Добавить в цитаты Настройки чтения

Страница 22 из 33



– Но, значит, ты понимаешь, Игнат, почему люди этой властью недовольны?

– Как же не понимать… – Казенин закурил черную сигару, щеря зубы и щуря синий глаз. – Но если снова сейчас попытаться вернуть советскую власть, будет кровь, эти же не отдадут свои миллиарды… Понимаете,

Валентин Петрович, есть точка возврата… ну, в авиации… назад мы уже не сможем вернуться, керосин вышел… только вперед…

На мысленный вопрос учителя: “Ну и докуда?” – бывший ученик швырнул окурок в железную урну в виде пингвина с разинутым клювом и молча обнял старика.

“Вот так и растим монстров…” – горевал Валентин Петрович после того, как разъехались выпускники.

Но Вовику Нечаеву уезжать некуда, он долго еще звонил Углеву, доверительно советуясь, какие фотографии с пикника дать, а какие порвать. “С водкой не стоит, ага?” Ага.

А Люся Соколова… Там ты тоже в чем-то виноват. Она, видимо, что-то не так, неадекватно поняла. Был слишком добр, что ли? Слишком открыт? Ну, а как жить?

В июне вернулись в город и посвежевшие Игорь с Татьяной, никто не вспомнил про их разлад. И та проститутка, Игорева беда, говорят, исчезла из города. Ну, не убили же ее? Наверное, откупились, заплатили за пленку большие деньги. Куда тяжелее человеку, когда не откупишься не только потому, что денег нет. И были бы – совесть не позволит предложить. Схожая история случилась с Углевым на третий год его жизни в Сиречи.

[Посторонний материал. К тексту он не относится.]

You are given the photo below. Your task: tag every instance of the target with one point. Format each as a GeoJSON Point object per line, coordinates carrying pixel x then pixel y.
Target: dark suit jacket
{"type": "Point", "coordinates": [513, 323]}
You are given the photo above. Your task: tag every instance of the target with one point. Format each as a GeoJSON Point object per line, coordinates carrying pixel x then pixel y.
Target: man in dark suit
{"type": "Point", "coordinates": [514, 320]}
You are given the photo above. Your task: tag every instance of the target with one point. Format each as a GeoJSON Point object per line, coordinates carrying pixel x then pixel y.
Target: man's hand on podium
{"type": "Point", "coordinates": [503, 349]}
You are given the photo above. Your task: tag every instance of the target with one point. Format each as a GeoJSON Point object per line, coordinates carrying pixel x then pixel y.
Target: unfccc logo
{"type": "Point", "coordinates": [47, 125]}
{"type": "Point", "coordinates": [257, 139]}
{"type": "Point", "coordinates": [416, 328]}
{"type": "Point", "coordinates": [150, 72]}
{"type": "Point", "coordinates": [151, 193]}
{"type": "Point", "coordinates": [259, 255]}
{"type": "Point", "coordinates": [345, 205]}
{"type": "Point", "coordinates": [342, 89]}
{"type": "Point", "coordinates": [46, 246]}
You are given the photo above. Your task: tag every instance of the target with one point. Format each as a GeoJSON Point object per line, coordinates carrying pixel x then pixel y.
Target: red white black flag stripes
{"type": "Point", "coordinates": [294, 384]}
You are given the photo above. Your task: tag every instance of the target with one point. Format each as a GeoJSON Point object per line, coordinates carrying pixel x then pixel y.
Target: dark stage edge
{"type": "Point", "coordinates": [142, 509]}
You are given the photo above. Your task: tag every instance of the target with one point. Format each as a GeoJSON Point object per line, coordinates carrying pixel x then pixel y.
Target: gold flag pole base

Летом, во время школьных каникул, молодой учитель ездил в деревню, в гости к матери, а оттуда – в областной город, чтобы походить в театры и консерваторию. Тогда это было недорого: и билет на самолет “АН-2”, и проживание в гостинице

“Байкал”. Без музыки, без театра Углев не мог восстановить в себе силы для нового учебного года, для суровой ветреной зимы. Он слушал симфонический оркестр, смотрел в ТЮЗе и драмтеатре постановки местных, а то и заезжих режиссеров. И вот однажды увидел на сцене в золотом свете софитов Елену Шалееву. Он был чуть пьян (распираемый счастьем, выпил перед спектаклем в буфете вина), и ему вдруг показалось: это ОНА! Эту женщину он искал! Эту! И среди второго акта, когда ее на сцене временно не было, выбежал, “как Онегин, по ногам”, на улицу, купил у грузин огромный букет багряных и желтых роз – успел к финалу. Подбежал к авансцене и – передал наверх. И она, сияя черными глазищами, тонкая, царственная, милостиво улыбнулась ему.

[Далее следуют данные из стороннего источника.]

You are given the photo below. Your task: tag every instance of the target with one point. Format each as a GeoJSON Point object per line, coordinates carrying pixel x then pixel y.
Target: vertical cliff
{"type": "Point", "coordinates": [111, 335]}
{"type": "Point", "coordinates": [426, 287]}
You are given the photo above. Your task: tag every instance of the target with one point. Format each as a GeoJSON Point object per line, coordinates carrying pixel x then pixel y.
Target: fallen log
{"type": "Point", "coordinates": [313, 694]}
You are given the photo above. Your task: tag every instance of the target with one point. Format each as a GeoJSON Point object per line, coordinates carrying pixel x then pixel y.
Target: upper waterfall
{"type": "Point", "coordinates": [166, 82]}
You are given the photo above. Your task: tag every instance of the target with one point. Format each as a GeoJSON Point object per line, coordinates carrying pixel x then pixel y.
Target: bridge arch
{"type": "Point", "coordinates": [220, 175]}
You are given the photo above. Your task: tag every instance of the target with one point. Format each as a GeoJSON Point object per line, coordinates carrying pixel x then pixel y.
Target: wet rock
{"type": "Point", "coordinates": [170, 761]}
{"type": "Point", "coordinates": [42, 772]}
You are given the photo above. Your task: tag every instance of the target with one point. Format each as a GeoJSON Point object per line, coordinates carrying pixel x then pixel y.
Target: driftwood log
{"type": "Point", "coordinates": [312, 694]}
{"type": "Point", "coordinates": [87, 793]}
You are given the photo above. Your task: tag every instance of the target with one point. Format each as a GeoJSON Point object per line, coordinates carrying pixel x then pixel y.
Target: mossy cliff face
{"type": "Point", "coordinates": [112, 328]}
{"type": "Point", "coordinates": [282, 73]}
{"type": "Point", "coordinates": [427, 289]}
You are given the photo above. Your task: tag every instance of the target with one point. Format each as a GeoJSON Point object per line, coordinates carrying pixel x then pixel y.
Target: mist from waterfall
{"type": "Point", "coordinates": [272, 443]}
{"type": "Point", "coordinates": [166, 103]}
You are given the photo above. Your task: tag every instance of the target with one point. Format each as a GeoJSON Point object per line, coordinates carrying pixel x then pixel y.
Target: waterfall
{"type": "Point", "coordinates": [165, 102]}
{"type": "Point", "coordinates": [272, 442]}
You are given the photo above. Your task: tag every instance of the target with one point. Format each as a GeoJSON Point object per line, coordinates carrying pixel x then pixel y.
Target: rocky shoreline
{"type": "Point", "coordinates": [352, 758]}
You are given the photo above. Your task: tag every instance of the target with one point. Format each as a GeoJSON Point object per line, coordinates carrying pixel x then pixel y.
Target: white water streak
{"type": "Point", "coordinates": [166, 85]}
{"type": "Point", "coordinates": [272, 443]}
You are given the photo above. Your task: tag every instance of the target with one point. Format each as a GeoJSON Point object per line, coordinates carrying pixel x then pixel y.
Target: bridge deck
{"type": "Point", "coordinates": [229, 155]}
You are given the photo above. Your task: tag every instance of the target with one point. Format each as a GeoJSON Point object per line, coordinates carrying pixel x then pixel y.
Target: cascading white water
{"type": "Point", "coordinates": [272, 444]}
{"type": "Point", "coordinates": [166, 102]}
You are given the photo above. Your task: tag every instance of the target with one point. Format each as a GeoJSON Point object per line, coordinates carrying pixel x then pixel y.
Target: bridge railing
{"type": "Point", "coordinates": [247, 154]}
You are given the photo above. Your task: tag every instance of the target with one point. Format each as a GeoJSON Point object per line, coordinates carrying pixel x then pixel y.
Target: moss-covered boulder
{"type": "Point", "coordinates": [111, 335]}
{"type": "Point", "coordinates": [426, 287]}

Ночевал он у нее в бедном общежитии. Жил три дня, и пили они, и пели романсы под гитару, он угощал всех ее подруг и друзей и, когда денег осталось только на обратный билет, пригласил к себе в город, как жену, навсегда.

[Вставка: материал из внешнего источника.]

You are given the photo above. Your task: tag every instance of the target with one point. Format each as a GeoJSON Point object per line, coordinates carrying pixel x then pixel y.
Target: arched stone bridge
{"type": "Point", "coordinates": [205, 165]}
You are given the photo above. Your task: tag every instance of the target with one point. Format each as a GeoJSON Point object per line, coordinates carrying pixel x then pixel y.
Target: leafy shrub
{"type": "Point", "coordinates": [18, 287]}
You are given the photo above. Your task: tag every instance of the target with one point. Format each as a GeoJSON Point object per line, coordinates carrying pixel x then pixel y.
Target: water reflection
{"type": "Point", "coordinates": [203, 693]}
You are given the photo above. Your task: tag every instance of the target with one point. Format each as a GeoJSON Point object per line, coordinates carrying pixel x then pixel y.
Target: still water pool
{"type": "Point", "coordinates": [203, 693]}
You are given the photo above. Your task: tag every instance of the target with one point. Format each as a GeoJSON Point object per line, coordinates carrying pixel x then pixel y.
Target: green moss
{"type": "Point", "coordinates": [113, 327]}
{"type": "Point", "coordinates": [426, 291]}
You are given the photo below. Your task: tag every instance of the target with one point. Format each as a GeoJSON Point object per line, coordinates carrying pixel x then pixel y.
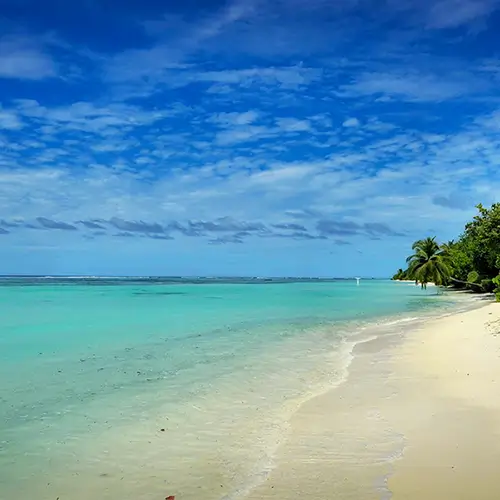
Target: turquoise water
{"type": "Point", "coordinates": [136, 390]}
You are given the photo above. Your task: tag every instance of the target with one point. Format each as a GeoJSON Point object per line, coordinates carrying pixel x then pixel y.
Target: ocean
{"type": "Point", "coordinates": [137, 389]}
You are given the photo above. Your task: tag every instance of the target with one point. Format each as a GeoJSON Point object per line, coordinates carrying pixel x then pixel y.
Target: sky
{"type": "Point", "coordinates": [247, 137]}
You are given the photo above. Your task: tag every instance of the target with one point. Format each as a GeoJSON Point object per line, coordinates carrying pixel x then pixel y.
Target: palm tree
{"type": "Point", "coordinates": [429, 263]}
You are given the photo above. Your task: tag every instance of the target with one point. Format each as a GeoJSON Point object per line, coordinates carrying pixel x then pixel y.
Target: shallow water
{"type": "Point", "coordinates": [136, 390]}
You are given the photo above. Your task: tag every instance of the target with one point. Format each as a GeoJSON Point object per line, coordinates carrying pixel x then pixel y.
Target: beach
{"type": "Point", "coordinates": [417, 418]}
{"type": "Point", "coordinates": [137, 391]}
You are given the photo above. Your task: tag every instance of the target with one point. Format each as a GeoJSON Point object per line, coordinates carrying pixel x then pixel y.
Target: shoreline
{"type": "Point", "coordinates": [368, 438]}
{"type": "Point", "coordinates": [152, 451]}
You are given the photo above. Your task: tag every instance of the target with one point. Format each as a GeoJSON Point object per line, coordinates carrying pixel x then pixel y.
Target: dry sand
{"type": "Point", "coordinates": [418, 418]}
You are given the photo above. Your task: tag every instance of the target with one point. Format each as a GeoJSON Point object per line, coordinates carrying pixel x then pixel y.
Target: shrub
{"type": "Point", "coordinates": [487, 286]}
{"type": "Point", "coordinates": [496, 281]}
{"type": "Point", "coordinates": [473, 277]}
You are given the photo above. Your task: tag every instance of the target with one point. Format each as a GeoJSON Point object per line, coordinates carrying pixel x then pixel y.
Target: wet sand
{"type": "Point", "coordinates": [417, 418]}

Углев вернулся в Сиречь, отрезвел, первое время ждал ее с некоторой неловкостью, но она не ехала и писем не писала, и он с облегчением забыл о ней. Но привычно к новой зиме привел в порядок свою комнату, как всегда делал летом, и вдруг ему приносят телеграмму: “Встречай, поезд такой-то, вагон такой-то. Лена”. Господи, это кто? Лена? Та самая, актриса Шалеева? Зачем?! Да, это она. И она приехала.

Конечно, он встретил. Увы, Елена показалась теперь ему уже немолодой, она была в тесных джинсах, в джинсовой куртке, а в руке – дерматиновый чемоданчик, в котором покоятся ее бархатное концертное платье и зеркальные туфли, больше ничего у нее нет. Она приехала выходить замуж, в поезде продумала массу идей, как будет учить местных детей актерскому мастерству, как сама начнет давать сольные концерты в воинских частях – тут ракетчиков в окрестной тайге тьма…

– Я подготовила отрывок из Астафьева… “Падение листа”… вот послушай!

– В первые же минуты их уединения, сцепив пальцы, исступленно горя черными глазищами, переступая босиком по полу, она начала произносить текст: – “Медленно, неохотно и в то же время торжественно падал он, цепляясь за ветки, за изветренную кожу, за отломанные сучки, братски приникая ко встречным листьям, – чудилось: дрожью охвачена тайга, которой касался падающий лист, и голосами всех живых деревьев она шептала: „Прощай! Прощай! Скоро и мы… скоро и мы… скоро.. скоро…””

Она читала, а Углев сидел за столом, сунув кулаки в карманы. Что было ему делать?! Она приехала с абсолютно серьезными намерениями.

Бросила театр!

– Ничего! Мы здесь откроем свой, правда, Валентин?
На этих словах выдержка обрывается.